You may wonder why the place is called “Corlan Vineyard and Farm and why Clun Forest Sheep are grazing in the pasture. This is where Selwyn’s roots shine through the ground as a proud Welshman who brought the word corlan and the sheep here. The breed was first mentioned when the Rev. Joseph Plymley noted in 1803 that these forest sheep in the hill of Wales had white faces and no horns. Later dark face breeds contributed the dark faces which are typical for the Clun Forest Sheep of today. After the Second World War the Clun Forest Sheep became the most numerous purebred in Britain. They were imported to Nova Scotia in 1970. The sheep is known for its hardiness, long life, easy lambing, fertility and good mothering traits.

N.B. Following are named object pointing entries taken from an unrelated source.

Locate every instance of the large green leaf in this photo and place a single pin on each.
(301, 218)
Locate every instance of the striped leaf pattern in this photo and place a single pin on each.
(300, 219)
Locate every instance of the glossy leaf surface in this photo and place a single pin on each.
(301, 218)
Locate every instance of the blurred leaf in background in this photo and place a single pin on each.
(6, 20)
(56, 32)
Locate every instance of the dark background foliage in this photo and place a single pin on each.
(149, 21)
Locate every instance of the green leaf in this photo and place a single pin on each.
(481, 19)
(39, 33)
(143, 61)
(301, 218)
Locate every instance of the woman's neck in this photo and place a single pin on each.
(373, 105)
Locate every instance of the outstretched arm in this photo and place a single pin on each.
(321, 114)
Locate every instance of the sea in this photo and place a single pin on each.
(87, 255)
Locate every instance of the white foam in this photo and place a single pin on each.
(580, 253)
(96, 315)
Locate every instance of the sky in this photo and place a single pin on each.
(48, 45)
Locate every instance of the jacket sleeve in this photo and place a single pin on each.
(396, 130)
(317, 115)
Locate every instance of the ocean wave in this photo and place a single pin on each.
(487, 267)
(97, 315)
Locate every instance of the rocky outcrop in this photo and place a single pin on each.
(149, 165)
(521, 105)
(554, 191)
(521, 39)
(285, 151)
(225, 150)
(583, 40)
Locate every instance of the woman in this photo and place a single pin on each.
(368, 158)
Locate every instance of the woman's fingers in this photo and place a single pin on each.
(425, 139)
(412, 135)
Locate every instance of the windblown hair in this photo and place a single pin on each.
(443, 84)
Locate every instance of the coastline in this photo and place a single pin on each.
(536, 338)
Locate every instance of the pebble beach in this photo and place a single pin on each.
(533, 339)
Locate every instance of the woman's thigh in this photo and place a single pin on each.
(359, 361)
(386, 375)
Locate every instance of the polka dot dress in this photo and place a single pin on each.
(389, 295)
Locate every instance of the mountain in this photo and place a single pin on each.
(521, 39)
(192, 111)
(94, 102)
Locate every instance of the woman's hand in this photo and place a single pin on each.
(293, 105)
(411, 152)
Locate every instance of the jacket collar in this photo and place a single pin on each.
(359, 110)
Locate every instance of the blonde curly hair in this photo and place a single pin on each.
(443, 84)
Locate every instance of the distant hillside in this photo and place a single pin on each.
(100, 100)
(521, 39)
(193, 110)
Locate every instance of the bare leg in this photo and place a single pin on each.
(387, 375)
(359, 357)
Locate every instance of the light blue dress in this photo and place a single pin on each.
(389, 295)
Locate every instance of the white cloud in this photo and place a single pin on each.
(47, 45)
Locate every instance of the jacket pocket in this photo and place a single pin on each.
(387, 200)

A ‘corlan’ is a circular sheep fold made of rocks and boulders similar to corral. The word is so Welsh it does not come up on the internet. Only if you add sheep fold and then Corlan vine-yard on Denman pops up. Reacting to his Welsh accent Selwyn’s friends sometimes tease him to speak English especially when he pulls their leg with a twinkle in this eye. He is a friendly spoken man who loves to laugh and look at the bright side of life. He seemingly can do anything – a renaissance man.
Pat loves people and lively conversation. She has a remarkable range of skills of any-thing imaginable that needs to be done on the farm, around the house, in the office, running the saw mill and enormous size machinery but also for the winemaking, of course. Today she was on the roof sweeping the chimney. They also run some 70 chickens to produce certified organic eggs for sale. A sign on the road regularly says “wine tasting room open” and visitors are always met with a warm welcome despite the interruption this must mean to do the endless chores. I worked for 10 years on farms and ranches (without making award winning wine) before I found my dream job with wild animals and have a good idea what it takes to manage a farm like theirs. Dedicated, hard and smart work with long days day in day out. The SILVER awards are well deserved.